In this patient, the muscles involved in swallowing were presumed to be atrophied because of disuse due to complete loss of voluntary control and PEG tube feeding. It is hypothesized, that in this patient after surface electrical stimulation combined with logopedic dysphagia treatment, an improvement of the reflexive and automatic movements during the swallowing act appeared, based on an increase of contractile qualities and muscle force. Despite the fact that a pretreatment FEES and a videofluoroscopic examination could not be performed in this patient, posttreatment improved muscle force resulting in improvement of amplitude of the hyolaryngeal elevation, and improvement of the cricopharyngeal opening during the reflexive phase of the swallowing act, are presumed. Despite some movements of the lips, the voluntary control of the initiation of the swallowing act did not improve.
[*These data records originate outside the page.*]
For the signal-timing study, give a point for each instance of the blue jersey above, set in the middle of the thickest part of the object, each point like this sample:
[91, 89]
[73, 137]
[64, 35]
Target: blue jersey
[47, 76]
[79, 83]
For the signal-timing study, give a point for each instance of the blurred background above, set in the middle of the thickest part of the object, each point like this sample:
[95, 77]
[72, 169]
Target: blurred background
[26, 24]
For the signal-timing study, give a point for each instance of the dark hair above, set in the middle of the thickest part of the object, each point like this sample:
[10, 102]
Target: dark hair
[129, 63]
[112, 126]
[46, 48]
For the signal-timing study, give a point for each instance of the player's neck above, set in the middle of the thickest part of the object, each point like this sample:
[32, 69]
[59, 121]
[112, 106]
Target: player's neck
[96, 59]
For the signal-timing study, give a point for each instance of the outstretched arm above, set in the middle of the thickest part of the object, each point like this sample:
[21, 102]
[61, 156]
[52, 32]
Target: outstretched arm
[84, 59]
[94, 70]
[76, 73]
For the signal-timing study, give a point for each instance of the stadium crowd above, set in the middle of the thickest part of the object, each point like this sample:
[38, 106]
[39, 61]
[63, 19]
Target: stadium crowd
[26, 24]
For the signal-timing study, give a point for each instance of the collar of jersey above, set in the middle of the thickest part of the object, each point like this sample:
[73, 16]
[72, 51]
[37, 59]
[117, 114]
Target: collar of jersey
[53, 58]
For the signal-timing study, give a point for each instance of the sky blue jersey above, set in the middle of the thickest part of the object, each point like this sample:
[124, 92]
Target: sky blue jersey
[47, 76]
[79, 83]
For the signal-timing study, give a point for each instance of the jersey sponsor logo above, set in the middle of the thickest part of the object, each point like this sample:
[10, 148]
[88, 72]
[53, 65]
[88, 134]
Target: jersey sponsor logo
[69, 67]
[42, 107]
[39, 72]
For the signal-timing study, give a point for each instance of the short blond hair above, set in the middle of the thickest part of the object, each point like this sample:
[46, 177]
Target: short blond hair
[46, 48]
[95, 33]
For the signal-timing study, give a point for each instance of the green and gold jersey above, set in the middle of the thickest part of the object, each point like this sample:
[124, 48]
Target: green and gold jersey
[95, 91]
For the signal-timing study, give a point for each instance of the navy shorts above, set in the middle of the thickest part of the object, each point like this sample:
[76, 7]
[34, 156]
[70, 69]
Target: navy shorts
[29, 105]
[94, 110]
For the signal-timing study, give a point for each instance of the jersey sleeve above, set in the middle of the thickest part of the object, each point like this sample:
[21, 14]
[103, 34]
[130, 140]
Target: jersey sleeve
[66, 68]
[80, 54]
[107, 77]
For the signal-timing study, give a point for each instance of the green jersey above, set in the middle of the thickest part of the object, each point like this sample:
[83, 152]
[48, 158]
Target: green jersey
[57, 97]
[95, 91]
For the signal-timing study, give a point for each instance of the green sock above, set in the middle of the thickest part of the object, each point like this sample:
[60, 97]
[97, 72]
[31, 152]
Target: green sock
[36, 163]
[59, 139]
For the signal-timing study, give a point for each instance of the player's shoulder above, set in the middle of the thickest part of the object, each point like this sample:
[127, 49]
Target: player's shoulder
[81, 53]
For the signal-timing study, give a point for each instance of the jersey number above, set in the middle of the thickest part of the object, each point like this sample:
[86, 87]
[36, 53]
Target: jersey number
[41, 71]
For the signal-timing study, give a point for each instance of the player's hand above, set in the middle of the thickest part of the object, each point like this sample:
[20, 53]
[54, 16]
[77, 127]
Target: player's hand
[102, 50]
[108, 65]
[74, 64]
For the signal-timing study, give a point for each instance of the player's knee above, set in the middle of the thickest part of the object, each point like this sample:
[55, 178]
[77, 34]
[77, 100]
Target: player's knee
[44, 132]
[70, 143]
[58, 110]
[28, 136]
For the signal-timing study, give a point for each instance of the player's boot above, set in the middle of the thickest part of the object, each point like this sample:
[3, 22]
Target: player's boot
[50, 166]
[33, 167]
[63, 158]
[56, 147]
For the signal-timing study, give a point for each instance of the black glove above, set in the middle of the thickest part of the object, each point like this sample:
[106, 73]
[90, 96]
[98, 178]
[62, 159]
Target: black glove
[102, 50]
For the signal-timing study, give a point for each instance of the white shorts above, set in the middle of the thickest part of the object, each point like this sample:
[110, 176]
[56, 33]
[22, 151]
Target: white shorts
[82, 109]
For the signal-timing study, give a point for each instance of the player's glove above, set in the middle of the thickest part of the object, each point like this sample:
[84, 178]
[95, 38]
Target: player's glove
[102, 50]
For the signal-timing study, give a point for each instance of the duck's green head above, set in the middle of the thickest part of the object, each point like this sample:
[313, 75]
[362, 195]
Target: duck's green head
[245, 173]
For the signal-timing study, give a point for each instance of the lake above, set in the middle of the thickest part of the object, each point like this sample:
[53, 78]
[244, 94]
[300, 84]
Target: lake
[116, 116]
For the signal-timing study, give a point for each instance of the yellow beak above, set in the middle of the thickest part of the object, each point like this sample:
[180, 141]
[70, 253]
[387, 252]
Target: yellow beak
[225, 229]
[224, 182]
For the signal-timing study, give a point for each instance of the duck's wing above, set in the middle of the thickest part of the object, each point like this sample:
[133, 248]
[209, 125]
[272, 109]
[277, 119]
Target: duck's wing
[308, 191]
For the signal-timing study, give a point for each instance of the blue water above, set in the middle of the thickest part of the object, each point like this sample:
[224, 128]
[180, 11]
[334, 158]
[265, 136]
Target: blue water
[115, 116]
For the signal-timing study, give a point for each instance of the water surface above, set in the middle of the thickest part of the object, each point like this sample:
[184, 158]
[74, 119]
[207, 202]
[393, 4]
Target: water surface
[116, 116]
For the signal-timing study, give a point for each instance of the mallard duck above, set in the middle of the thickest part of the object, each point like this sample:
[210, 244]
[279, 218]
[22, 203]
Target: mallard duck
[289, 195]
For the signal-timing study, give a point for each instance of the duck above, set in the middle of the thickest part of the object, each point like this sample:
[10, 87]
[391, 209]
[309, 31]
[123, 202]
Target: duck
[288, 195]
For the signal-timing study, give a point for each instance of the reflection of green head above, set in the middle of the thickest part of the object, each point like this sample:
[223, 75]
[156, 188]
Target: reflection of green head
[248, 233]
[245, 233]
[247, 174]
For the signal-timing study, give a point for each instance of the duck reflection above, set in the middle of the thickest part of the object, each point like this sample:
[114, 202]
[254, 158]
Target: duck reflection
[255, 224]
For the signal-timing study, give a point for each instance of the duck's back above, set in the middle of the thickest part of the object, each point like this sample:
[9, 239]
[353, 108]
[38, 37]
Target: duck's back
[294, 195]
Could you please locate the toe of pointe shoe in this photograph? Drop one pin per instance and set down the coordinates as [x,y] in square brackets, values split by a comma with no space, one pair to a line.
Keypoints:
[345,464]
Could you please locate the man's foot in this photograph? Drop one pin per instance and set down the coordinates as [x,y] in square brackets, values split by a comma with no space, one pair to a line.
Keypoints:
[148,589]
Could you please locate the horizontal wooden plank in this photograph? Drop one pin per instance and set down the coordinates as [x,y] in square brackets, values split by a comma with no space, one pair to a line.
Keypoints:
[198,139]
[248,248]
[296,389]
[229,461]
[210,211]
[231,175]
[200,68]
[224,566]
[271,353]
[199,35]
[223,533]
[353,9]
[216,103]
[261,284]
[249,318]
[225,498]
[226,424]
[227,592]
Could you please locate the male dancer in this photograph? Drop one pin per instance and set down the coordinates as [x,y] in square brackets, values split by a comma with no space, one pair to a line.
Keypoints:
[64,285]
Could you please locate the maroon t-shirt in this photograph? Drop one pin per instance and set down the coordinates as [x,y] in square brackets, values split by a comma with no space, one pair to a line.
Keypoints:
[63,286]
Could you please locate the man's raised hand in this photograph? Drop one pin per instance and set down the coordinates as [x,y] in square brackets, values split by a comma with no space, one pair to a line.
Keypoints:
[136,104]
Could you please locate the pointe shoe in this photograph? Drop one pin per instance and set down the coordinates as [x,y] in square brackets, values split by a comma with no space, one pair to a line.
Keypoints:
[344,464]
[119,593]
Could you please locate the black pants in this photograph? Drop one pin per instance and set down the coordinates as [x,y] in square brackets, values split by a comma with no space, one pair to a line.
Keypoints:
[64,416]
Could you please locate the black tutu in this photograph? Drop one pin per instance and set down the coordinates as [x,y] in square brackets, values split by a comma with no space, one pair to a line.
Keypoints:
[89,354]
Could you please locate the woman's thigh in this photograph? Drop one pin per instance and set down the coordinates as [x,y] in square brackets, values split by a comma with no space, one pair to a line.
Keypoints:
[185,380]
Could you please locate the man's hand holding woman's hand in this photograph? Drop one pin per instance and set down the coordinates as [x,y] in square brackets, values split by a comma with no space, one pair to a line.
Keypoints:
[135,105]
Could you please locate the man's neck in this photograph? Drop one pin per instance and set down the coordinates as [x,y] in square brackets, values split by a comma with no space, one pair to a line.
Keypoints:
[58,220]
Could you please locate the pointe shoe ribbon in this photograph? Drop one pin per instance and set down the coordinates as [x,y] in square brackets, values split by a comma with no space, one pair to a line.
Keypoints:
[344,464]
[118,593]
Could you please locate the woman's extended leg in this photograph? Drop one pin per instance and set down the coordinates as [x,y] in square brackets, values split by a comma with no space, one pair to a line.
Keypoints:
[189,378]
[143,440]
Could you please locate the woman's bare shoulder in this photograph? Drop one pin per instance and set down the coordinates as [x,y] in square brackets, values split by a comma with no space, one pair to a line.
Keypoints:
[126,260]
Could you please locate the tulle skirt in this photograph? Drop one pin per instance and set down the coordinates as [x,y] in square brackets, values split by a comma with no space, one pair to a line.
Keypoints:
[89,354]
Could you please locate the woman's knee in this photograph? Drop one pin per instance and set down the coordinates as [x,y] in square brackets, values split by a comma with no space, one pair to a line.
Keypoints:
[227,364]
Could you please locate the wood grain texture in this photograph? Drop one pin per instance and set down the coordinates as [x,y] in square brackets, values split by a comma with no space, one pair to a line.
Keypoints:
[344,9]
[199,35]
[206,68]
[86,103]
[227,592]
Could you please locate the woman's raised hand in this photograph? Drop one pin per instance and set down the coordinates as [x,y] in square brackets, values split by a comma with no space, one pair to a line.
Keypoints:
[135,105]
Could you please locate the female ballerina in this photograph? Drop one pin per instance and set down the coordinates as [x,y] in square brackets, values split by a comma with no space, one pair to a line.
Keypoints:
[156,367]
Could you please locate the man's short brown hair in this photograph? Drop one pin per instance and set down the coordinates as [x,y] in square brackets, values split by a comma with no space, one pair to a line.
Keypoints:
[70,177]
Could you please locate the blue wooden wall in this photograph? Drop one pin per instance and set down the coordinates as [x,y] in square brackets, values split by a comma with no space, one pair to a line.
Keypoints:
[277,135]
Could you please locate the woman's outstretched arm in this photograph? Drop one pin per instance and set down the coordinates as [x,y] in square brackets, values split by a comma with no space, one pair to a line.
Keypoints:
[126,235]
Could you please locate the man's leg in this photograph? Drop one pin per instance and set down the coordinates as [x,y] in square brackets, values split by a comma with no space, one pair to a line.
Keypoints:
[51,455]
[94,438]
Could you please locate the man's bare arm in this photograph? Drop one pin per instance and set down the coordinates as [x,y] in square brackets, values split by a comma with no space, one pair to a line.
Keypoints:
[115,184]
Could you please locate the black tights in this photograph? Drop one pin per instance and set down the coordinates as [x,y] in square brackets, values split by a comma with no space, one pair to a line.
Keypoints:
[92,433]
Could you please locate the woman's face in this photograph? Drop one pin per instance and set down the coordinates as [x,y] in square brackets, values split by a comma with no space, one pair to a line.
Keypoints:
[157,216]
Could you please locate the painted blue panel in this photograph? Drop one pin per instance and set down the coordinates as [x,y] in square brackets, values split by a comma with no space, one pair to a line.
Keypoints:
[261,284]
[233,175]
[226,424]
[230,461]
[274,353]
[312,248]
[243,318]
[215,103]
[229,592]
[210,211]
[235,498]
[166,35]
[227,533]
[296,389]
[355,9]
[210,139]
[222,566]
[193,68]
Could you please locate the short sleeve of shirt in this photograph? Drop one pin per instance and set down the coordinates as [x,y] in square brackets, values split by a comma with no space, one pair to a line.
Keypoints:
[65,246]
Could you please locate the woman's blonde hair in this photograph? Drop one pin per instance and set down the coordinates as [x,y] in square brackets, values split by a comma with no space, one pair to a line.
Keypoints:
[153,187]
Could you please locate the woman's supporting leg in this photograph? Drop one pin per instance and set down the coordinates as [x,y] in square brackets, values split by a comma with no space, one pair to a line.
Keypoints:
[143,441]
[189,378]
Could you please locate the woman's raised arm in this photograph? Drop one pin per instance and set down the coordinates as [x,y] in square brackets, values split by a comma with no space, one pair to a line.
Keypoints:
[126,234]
A second hypothesis is based on NMES serving as a cue to break through the apraxia [2]. In literature, some patients with opercular syndrome have been described as suffering from buccofacial and/or verbal apraxia, especially those with lesions extending to Broca`s area. Non-verbal oral movements, being less complex than articulatory movements, may recover in some cases of oral apraxia [8]. During the treatment consisting of logopedic dysphagia training combined with NMES, the NMES may have served as a proprioceptive cue. This phenomenon could explain some voluntary oral movements in this patient during the application of NMES without imitative tasks at the end of therapy.

No universal accepted protocol for surface electrical stimulation for dysphagia, including intensity of the current, frequency and length of the treatment, does exist at the moment. Neuromuscular electrical stimulation as a treatment for dysphagia has been documented in the literature rarely. Furthermore, dysphagia treatment in the opercular syndrome has never been reported yet. This case report describes the possibility of neuromuscular electrical stimulation to treat dysphagia in the opercular syndrome. Neuromuscular electrical stimulation as a treatment for dysphagia is a promising paramedical technology that has to be studied further to specify the treatment protocol as well as the medical indications.